10. The system of claim 1 wherein the drive member is a drive belt interconnecting the drive motor to the second end of the barrier.

11. The system of claim 10 wherein the drive belt is a toothed belt, and the sensor senses movement of teeth on the toothed belt, and wherein the control system correlates the movement of the teeth on the toothed belt to the position of the barrier.

12. The system of claim 1 wherein the sensor is an optical sensor positioned to optically detect movement of the drive member.

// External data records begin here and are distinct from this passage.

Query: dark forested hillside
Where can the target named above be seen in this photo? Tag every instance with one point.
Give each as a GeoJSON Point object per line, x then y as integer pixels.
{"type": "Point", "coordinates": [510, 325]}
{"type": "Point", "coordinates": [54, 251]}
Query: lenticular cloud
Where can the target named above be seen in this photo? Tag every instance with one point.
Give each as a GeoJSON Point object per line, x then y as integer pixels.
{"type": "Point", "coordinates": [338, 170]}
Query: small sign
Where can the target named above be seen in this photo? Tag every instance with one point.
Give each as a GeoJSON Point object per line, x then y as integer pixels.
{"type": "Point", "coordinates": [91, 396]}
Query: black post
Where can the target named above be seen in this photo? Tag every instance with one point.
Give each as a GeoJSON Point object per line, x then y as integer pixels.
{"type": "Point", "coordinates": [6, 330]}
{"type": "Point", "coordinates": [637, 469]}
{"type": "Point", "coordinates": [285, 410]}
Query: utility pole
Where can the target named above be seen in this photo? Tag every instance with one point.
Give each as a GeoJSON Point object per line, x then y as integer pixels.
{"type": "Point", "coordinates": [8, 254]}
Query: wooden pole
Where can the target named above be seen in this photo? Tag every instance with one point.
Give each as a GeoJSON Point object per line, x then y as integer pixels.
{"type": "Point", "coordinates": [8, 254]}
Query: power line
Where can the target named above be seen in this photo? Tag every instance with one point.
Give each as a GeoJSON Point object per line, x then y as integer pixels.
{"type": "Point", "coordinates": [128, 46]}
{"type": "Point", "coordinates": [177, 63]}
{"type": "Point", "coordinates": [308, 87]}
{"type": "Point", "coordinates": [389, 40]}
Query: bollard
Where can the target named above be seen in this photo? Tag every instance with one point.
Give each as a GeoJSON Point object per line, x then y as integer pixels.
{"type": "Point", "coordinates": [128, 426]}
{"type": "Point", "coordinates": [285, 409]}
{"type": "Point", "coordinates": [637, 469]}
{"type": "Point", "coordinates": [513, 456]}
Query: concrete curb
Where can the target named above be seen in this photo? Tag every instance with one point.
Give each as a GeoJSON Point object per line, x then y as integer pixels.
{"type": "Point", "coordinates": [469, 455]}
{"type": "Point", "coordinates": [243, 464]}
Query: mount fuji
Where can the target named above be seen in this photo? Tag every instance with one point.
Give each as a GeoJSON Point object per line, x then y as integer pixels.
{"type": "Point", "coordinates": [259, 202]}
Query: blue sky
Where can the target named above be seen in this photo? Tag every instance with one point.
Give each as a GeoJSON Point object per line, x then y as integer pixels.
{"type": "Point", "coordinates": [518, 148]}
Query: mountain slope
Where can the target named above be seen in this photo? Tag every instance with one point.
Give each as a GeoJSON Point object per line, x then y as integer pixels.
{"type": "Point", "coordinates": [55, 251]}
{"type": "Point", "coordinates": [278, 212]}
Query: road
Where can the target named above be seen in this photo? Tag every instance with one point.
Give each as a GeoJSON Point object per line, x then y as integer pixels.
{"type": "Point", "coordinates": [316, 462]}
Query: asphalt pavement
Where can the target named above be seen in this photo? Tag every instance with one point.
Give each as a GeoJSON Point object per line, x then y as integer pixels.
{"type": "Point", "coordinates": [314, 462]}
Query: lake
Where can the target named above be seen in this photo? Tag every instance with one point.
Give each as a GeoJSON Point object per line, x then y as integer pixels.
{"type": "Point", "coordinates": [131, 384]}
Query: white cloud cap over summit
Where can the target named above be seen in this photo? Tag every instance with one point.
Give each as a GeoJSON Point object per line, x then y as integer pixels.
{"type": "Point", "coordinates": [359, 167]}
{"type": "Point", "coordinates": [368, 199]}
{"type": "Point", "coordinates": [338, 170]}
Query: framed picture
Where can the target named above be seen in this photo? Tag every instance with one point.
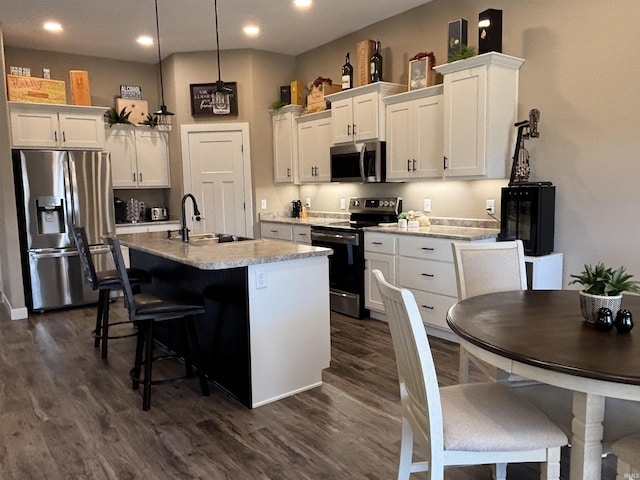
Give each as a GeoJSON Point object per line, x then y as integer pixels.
{"type": "Point", "coordinates": [418, 73]}
{"type": "Point", "coordinates": [201, 103]}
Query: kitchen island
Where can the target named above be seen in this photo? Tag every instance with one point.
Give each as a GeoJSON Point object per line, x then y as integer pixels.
{"type": "Point", "coordinates": [265, 332]}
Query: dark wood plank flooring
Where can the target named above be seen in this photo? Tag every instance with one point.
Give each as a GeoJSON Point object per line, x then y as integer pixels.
{"type": "Point", "coordinates": [64, 414]}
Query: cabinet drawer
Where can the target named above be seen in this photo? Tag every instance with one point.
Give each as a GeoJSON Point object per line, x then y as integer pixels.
{"type": "Point", "coordinates": [428, 276]}
{"type": "Point", "coordinates": [302, 234]}
{"type": "Point", "coordinates": [379, 243]}
{"type": "Point", "coordinates": [434, 307]}
{"type": "Point", "coordinates": [277, 231]}
{"type": "Point", "coordinates": [425, 247]}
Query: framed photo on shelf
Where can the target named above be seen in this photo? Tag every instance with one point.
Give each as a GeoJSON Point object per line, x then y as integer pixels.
{"type": "Point", "coordinates": [201, 99]}
{"type": "Point", "coordinates": [418, 73]}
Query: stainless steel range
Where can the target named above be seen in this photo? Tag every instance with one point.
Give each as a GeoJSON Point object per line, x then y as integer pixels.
{"type": "Point", "coordinates": [346, 265]}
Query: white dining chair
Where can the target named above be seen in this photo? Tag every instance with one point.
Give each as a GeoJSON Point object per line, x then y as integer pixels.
{"type": "Point", "coordinates": [487, 268]}
{"type": "Point", "coordinates": [466, 424]}
{"type": "Point", "coordinates": [628, 452]}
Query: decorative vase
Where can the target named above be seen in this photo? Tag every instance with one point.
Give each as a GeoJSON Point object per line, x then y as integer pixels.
{"type": "Point", "coordinates": [590, 304]}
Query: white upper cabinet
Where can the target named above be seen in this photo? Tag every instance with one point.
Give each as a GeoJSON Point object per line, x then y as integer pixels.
{"type": "Point", "coordinates": [139, 157]}
{"type": "Point", "coordinates": [314, 141]}
{"type": "Point", "coordinates": [37, 125]}
{"type": "Point", "coordinates": [415, 134]}
{"type": "Point", "coordinates": [358, 113]}
{"type": "Point", "coordinates": [481, 102]}
{"type": "Point", "coordinates": [285, 144]}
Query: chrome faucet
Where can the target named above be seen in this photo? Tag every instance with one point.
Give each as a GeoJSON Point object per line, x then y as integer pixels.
{"type": "Point", "coordinates": [184, 231]}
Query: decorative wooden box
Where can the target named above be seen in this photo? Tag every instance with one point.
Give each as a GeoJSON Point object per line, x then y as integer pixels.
{"type": "Point", "coordinates": [35, 90]}
{"type": "Point", "coordinates": [316, 101]}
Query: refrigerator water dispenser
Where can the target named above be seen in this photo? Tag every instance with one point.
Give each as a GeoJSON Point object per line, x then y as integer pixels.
{"type": "Point", "coordinates": [50, 215]}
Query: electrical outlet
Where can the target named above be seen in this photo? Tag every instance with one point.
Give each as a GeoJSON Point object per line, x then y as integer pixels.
{"type": "Point", "coordinates": [491, 207]}
{"type": "Point", "coordinates": [261, 278]}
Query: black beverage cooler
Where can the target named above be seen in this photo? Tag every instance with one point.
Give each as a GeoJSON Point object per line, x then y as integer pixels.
{"type": "Point", "coordinates": [527, 213]}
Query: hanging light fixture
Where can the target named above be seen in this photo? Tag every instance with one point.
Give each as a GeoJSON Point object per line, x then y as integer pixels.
{"type": "Point", "coordinates": [220, 95]}
{"type": "Point", "coordinates": [163, 116]}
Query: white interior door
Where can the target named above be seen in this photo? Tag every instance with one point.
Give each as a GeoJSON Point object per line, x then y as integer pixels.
{"type": "Point", "coordinates": [218, 173]}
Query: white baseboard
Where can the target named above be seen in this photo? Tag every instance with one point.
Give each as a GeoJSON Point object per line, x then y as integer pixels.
{"type": "Point", "coordinates": [14, 313]}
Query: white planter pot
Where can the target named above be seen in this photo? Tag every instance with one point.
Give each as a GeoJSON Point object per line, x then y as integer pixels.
{"type": "Point", "coordinates": [589, 305]}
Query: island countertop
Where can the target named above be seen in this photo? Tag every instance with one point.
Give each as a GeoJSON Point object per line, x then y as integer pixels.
{"type": "Point", "coordinates": [219, 256]}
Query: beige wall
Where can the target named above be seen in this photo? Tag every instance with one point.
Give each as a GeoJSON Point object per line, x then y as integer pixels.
{"type": "Point", "coordinates": [10, 270]}
{"type": "Point", "coordinates": [582, 74]}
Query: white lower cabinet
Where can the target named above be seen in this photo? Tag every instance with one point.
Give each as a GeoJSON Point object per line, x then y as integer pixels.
{"type": "Point", "coordinates": [287, 232]}
{"type": "Point", "coordinates": [418, 263]}
{"type": "Point", "coordinates": [380, 254]}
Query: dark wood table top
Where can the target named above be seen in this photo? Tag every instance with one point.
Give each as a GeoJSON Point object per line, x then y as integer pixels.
{"type": "Point", "coordinates": [545, 328]}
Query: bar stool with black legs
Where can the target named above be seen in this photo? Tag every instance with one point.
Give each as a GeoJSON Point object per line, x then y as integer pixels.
{"type": "Point", "coordinates": [104, 282]}
{"type": "Point", "coordinates": [145, 310]}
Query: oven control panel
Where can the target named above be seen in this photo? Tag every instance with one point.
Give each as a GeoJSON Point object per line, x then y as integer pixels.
{"type": "Point", "coordinates": [383, 205]}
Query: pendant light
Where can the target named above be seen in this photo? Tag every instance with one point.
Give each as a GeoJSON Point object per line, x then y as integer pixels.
{"type": "Point", "coordinates": [163, 116]}
{"type": "Point", "coordinates": [220, 95]}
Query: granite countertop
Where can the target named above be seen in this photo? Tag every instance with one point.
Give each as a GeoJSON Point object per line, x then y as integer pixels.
{"type": "Point", "coordinates": [314, 218]}
{"type": "Point", "coordinates": [208, 255]}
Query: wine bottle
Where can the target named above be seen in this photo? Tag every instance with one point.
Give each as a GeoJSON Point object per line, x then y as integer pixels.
{"type": "Point", "coordinates": [347, 74]}
{"type": "Point", "coordinates": [376, 64]}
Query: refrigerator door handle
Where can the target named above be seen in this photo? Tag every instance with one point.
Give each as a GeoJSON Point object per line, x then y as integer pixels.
{"type": "Point", "coordinates": [53, 252]}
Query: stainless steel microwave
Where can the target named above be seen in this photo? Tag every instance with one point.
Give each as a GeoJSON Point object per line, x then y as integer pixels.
{"type": "Point", "coordinates": [358, 162]}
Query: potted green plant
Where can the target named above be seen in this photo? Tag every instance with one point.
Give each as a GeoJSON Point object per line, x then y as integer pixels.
{"type": "Point", "coordinates": [603, 287]}
{"type": "Point", "coordinates": [112, 116]}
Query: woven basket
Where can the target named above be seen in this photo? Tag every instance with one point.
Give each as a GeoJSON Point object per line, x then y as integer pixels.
{"type": "Point", "coordinates": [589, 305]}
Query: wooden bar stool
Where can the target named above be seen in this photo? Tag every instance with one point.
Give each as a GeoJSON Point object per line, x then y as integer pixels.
{"type": "Point", "coordinates": [145, 310]}
{"type": "Point", "coordinates": [104, 282]}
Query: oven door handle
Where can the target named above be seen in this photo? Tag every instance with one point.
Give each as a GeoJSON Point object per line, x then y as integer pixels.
{"type": "Point", "coordinates": [341, 238]}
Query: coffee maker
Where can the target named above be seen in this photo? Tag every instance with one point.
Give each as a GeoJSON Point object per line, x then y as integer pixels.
{"type": "Point", "coordinates": [296, 208]}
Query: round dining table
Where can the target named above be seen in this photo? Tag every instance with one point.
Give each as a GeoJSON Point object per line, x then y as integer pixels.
{"type": "Point", "coordinates": [541, 335]}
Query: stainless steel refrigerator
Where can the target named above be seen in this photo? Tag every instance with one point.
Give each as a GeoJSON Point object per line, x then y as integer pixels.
{"type": "Point", "coordinates": [56, 190]}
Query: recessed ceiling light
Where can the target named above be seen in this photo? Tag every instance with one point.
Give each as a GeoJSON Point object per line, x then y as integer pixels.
{"type": "Point", "coordinates": [302, 3]}
{"type": "Point", "coordinates": [53, 26]}
{"type": "Point", "coordinates": [251, 30]}
{"type": "Point", "coordinates": [145, 40]}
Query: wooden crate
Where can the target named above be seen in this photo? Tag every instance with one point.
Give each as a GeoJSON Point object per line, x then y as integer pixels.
{"type": "Point", "coordinates": [316, 101]}
{"type": "Point", "coordinates": [80, 91]}
{"type": "Point", "coordinates": [35, 90]}
{"type": "Point", "coordinates": [364, 50]}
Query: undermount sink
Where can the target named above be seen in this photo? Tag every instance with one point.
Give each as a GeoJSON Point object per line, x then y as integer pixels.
{"type": "Point", "coordinates": [198, 238]}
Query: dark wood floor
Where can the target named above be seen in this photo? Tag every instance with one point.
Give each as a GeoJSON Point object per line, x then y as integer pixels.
{"type": "Point", "coordinates": [65, 414]}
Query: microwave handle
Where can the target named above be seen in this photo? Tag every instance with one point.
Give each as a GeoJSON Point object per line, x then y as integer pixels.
{"type": "Point", "coordinates": [363, 151]}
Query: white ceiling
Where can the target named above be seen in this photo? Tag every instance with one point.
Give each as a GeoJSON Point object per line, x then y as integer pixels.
{"type": "Point", "coordinates": [109, 28]}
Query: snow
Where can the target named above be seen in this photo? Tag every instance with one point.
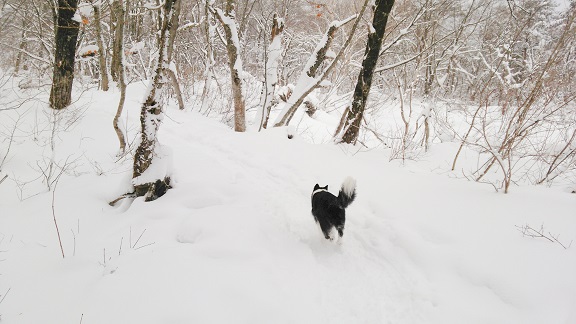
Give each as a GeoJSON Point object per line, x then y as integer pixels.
{"type": "Point", "coordinates": [234, 240]}
{"type": "Point", "coordinates": [88, 49]}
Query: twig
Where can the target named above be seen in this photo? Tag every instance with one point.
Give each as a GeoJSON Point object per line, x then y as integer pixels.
{"type": "Point", "coordinates": [56, 223]}
{"type": "Point", "coordinates": [74, 236]}
{"type": "Point", "coordinates": [6, 294]}
{"type": "Point", "coordinates": [527, 230]}
{"type": "Point", "coordinates": [145, 245]}
{"type": "Point", "coordinates": [139, 237]}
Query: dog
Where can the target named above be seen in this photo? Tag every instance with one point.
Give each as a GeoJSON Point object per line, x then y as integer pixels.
{"type": "Point", "coordinates": [329, 210]}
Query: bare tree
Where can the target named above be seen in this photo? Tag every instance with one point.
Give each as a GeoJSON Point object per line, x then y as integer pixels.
{"type": "Point", "coordinates": [150, 182]}
{"type": "Point", "coordinates": [271, 71]}
{"type": "Point", "coordinates": [382, 9]}
{"type": "Point", "coordinates": [101, 49]}
{"type": "Point", "coordinates": [65, 51]}
{"type": "Point", "coordinates": [228, 20]}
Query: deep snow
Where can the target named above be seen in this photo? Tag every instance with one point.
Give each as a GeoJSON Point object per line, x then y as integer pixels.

13. A barrier system, comprising:

a barrier having a first end and a second end, the barrier being movable between a deployed position and a retracted position;

a spool coupled to the first end of the barrier, the barrier movable onto and off of the spool as the barrier moves between the deployed and the retracted positions;

a drive assembly comprising a drive motor operatively connected and operable to move the second end of the barrier toward the spool as the barrier moves toward the retracted position and away from the spool as the barrier moves toward the deployed position;

a control system coupled to the drive assembly and configured to command operation of the drive assembly;

a sensor operably coupled to the control system and positioned remote from the drive motor and adjacent to a portion of the drive member, the sensor senses movement of the drive member remote from the drive motor as the barrier moves between the deployed and the retracted positions; and

wherein the control system is configured to receive information from the sensor related to movement of the drive assembly between the deployed and retracted positions and to determine a direction of movement of the barrier between the deployed and retracted positions, and the control system correlates the information from the sensor with an actual position of the barrier intermediate the deployed and retracted positions.